GPS (GENERIC PLOT SYNDROME)
When your story moves spec-quickly, when your description is limited, when you’re playing to the impatient crowd, there’s not a lot of room for character exploration. Character development is mostly relegated to character choice, character action, and character reaction. And while you can still do a lot of cool stuff with those options, you’ll never have that scene in American Beauty where a character breaks down while watching a video of a bag flying in place.
And “Vision” falls victim to that in a big way. My biggest fear when opening this was that it was going to be Eagle Eye 2. And while we’re approaching those themes from a slightly different angle, that’s basically what it is. A lot of running around with very little plot and almost no ingenuity.
When you’re writing that spec thriller, I think the one area where you can stand out is in your plot choices – in the ways you twist and turn and evolve your plot. Because, as we’ve established, it’s hard to do much of anything anywhere else. So I was hoping for more exciting twists and turns here, plot developments I hadn’t seen before. Instead I got the standard:
1) Someone knows a secret about the government.
2) There’s a flash drive that contains this information.
3) They have to find the flash drive.
4) The flash drive says the government is going to attack the people.
5) Our protagonist has to prevent the attack.
The story beats here were just too “Screenplay 101 3-Act Thriller.”
I know some people didn’t like the Source Code film, but Source Code the spec was one of the best specs ever written. And a big reason for that was that they played with the plot more. They developed rules (the mission resets every 8 minutes – our main character stuck in a mystery bay) you weren’t used to, which allowed them to go places that kept surprising you.
Vision was the opposite. It was set up as a standard thriller from the get-go and it never tried to be anything more than that. Which was frustrating. I think one of your duties as a writer is to anticipate what the reader/viewer is expecting and then GIVE THEM SOMETHING ELSE. I’ve seen Tarantino mention this approach in a number of his interviews. I just wish more writers would challenge themselves to do the same.
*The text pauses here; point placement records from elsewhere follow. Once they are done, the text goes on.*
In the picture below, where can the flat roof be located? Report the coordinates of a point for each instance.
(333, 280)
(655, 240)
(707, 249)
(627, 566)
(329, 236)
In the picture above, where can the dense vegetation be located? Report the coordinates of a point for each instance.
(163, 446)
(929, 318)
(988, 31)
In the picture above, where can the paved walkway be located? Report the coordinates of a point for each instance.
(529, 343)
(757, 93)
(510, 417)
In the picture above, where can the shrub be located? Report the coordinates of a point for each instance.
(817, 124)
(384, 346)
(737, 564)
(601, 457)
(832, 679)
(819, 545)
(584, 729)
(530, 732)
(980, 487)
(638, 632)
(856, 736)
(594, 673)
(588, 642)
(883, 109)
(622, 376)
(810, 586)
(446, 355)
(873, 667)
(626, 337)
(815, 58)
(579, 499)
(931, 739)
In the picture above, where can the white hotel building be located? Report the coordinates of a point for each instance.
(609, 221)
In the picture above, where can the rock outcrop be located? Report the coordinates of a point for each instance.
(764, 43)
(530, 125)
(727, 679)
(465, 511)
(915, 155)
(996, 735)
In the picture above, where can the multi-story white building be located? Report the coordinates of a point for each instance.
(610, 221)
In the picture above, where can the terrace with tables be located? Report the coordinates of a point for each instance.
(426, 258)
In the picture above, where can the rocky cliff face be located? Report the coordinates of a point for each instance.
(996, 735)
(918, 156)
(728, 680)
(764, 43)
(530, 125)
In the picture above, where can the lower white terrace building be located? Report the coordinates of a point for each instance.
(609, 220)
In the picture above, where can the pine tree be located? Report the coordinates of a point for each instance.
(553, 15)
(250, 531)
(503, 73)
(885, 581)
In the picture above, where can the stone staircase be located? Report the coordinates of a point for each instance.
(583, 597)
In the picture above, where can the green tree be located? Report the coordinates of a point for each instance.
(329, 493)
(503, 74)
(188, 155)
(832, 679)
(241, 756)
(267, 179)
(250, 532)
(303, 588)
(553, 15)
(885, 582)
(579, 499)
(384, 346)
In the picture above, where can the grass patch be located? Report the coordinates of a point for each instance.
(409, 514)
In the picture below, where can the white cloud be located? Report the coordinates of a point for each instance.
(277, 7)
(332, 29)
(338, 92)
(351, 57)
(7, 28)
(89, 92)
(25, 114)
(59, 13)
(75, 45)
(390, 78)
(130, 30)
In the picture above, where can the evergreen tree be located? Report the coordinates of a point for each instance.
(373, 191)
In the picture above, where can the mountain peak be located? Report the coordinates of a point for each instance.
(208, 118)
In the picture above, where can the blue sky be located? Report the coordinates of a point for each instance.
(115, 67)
With that said, this script is still a better read than your average amateur thriller. We may know what’s going to happen, but the writing is slick. The beats come at you when they’re supposed to. There’s an urgency here (the entire thing is basically happening in real time) that makes the story move. It feels like a screenplay, and more importantly, a movie. So there is something to learn as a writer.
But it’s one thing to write a screenplay that looks and feels like a professional screenplay. It’s quite another to write a screenplay that surprises, moves, and wows people. I wish the Pastor brothers took a bit more time and tried to make this the latter.
[ ] what the hell did I just read?
[x] wasn’t for me
[ ] worth the read
[ ] impressive
[ ] genius
What I learned: Every thriller needs that “there’s no going back moment.” You need to add that scene where your protagonist does something where going back to his normal life is now impossible. That way, we know he’s fucked and that he has to commit to the cause. This raises the stakes considerably. Here in Vision, one of Leo’s co-workers walks in and sees that he’s working against the company. Leo makes a quick decision to kill his co-worker. There’s definitely no turning back after that.